CN209804667U - Laminated antireflection film for crystalline silicon solar cell - Google Patents

Abstract

The utility model provides a laminated anti-reflection film for a crystalline silicon solar cell, which comprises a silicon nitride layer, a silicon dioxide layer and a titanium dioxide-silicon dioxide composite layer sequentially stacked on the surface of a crystalline silicon solar cell. The silicon layer, the silicon dioxide layer and the titanium dioxide-silicon dioxide composite layer are all independent anti-reflection coating layers. The reflected light can be interfered and canceled in turn to form a triple anti-reflection, which has a better effect; the silicon nitride layer is used as an anti-reflection film contacting the Si substrate (that is, a crystalline silicon solar cell), which not only has anti-reflection characteristics, but also has surface passivation. It can effectively improve the minority carrier life of crystalline silicon cells; the titanium dioxide-silicon dioxide composite layer, as the outermost anti-reflection film, has a certain hardness and photocatalytic effect, which can effectively prevent the surface of crystalline silicon cells from Scratches and stains adhere; silica, as the middle layer, plays the role of transitional bonding, making the laminated structure more compact and firm.

Description

Laminated anti-reflection film for crystalline silicon solar cells

technical field

The utility model relates to the field of photovoltaic power generation, in particular to a laminated anti-reflection film for crystalline silicon solar cells.

Background technique

The role of crystalline silicon solar cells is to convert solar energy into electrical energy, and its conversion efficiency is generally defined as the ratio of the output power of crystalline silicon solar cells to the total power of sunlight incident on the surface of crystalline silicon solar cells. The crystalline silicon solar cell module is the core part of the solar power generation system, and also the most important part of the solar power generation system. Therefore, in order to increase the absorption of light by the packaged crystalline silicon solar cells to improve the conversion efficiency, it is necessary to reduce the reflection loss generated during the process of sunlight irradiating the surface of the crystalline silicon solar cells.
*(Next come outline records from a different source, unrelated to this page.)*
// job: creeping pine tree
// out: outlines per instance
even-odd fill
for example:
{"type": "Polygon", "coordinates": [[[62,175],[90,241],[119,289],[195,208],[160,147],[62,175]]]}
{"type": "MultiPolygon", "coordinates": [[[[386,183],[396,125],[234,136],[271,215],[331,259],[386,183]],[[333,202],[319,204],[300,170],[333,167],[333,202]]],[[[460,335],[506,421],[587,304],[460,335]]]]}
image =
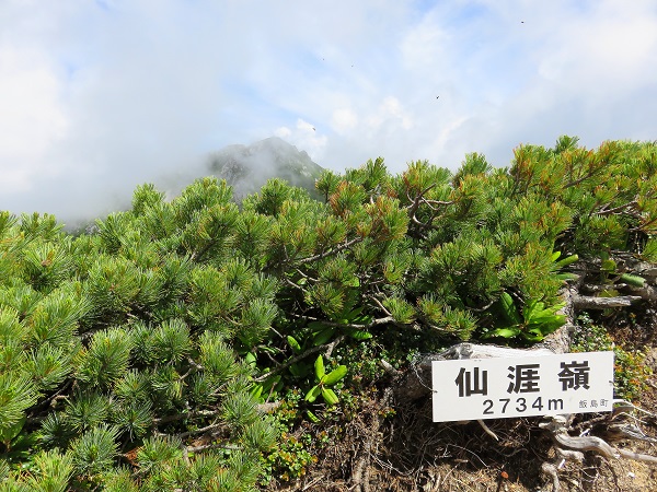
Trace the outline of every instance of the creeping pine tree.
{"type": "Polygon", "coordinates": [[[574,265],[643,285],[615,258],[657,260],[656,171],[653,142],[562,137],[506,168],[325,172],[320,200],[142,185],[77,235],[0,212],[0,489],[252,490],[284,440],[263,403],[333,408],[361,377],[336,347],[529,344],[574,265]]]}
{"type": "Polygon", "coordinates": [[[239,254],[241,222],[215,179],[171,202],[139,187],[78,237],[50,215],[0,215],[7,487],[253,487],[276,432],[243,354],[277,315],[277,282],[239,254]]]}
With the development of solar technology, anti-reflection coatings are usually coated on the surface of crystalline silicon solar cells to reduce reflection loss and increase light absorption. At present, there are many kinds of anti-reflection coatings, which usually adopt a single-layer structure, and it is difficult to obtain ideal anti-reflection effects.

Utility model content

Therefore, the utility model provides a laminated anti-reflection film for crystalline silicon solar cells with compact structure, reasonable structure and better anti-reflection effect.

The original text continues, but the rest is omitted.